For industry group Samahang Industriya ng Agrikultura (Sinag), lifting QRs would not automatically reduce the retail price of rice.
“The liberalization of the agriculture sector since the mid-’90s saw the dumping of agriculture imports in the country, but it did not help in lowering the prices of most agriculture products,” it said. The sorry state of the garlic industry could be the exception. With almost 85-90 percent of the country’s garlic supply sourced from outside in the last 10 years, it did result in the lowering of the retail prices of garlic.
For the agriculture chief, the only way for consumers to feel the change in policy was if the government would decide to set a benchmark for the price of imported rice—a mandate that only the National Food Authority has the power to impose.

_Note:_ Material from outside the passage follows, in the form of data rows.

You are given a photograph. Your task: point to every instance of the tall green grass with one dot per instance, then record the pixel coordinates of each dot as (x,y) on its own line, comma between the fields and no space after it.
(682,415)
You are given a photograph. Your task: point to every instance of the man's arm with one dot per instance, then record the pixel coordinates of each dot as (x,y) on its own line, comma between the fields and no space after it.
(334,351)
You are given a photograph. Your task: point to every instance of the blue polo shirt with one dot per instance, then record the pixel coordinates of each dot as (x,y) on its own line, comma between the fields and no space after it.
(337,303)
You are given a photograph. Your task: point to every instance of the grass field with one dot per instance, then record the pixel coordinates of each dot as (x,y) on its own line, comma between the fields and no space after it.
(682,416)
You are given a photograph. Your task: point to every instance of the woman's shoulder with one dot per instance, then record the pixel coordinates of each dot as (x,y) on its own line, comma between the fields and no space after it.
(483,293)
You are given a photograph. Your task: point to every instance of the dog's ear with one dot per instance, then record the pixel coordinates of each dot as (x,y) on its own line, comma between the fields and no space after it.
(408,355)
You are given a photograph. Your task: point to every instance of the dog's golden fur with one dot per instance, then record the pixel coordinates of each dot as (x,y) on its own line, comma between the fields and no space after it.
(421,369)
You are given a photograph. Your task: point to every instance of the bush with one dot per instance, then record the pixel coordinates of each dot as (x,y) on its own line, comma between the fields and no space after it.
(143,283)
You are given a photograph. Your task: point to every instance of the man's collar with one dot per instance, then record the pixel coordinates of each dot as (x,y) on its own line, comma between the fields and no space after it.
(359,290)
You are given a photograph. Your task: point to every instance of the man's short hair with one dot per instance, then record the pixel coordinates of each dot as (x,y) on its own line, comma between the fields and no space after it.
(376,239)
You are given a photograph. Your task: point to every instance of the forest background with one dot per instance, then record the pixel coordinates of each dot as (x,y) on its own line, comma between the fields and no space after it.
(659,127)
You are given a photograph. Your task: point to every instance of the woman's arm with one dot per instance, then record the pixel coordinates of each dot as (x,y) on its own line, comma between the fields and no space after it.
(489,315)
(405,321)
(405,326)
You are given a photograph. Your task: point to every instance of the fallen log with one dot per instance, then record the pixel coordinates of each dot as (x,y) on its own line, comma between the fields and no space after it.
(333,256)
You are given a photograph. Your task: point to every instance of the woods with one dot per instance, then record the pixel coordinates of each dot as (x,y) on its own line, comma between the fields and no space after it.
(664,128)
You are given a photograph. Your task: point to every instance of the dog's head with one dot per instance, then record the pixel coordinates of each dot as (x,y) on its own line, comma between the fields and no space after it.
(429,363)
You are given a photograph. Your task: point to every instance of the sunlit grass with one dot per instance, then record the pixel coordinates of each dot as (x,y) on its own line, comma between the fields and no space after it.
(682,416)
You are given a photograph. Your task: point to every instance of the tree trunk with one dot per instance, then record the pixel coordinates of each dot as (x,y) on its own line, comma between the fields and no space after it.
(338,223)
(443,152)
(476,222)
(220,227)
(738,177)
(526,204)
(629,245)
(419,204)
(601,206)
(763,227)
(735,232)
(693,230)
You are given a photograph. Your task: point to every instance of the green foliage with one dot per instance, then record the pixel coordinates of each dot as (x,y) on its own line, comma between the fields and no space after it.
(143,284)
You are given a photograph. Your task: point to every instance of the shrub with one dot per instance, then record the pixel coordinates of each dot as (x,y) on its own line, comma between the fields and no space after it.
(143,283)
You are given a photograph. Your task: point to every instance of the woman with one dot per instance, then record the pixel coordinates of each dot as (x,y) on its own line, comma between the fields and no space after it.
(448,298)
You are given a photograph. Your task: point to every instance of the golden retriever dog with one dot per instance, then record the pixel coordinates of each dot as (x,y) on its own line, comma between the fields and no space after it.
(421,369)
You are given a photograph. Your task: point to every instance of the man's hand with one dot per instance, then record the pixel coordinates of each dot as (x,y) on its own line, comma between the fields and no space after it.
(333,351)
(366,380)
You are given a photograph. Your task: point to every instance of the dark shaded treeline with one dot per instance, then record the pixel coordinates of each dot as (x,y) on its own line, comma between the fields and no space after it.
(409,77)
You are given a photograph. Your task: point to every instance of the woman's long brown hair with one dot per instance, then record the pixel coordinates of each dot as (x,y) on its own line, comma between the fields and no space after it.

“Unless they allow private traders to import rice with a condition that they can only sell these imports at a certain price, it can work. But until then, nothing is going to change.”<
With nothing to stop the deluge of rice imports that are about to enter the country, stakeholders in the agriculture sector as well as economic managers are banking on one thing: A better safeguard for local farmers against tighter competition.
The Duterte administration has decided to remove its quota on importation under the QR scheme, which was meant to work as a protection for our own rice producers.
Faced to compete with cheaper rice imports, many are worried that this scheme would aggravate the plight of local farmers who are mostly caught up in poverty.
“What we need is a comprehensive government program that would significantly increase public spending in the strategic areas of the rice sector,” Sinag said.
“These government programs must be anchored on the development of our capacity to produce our staple and food requirements,” the group added.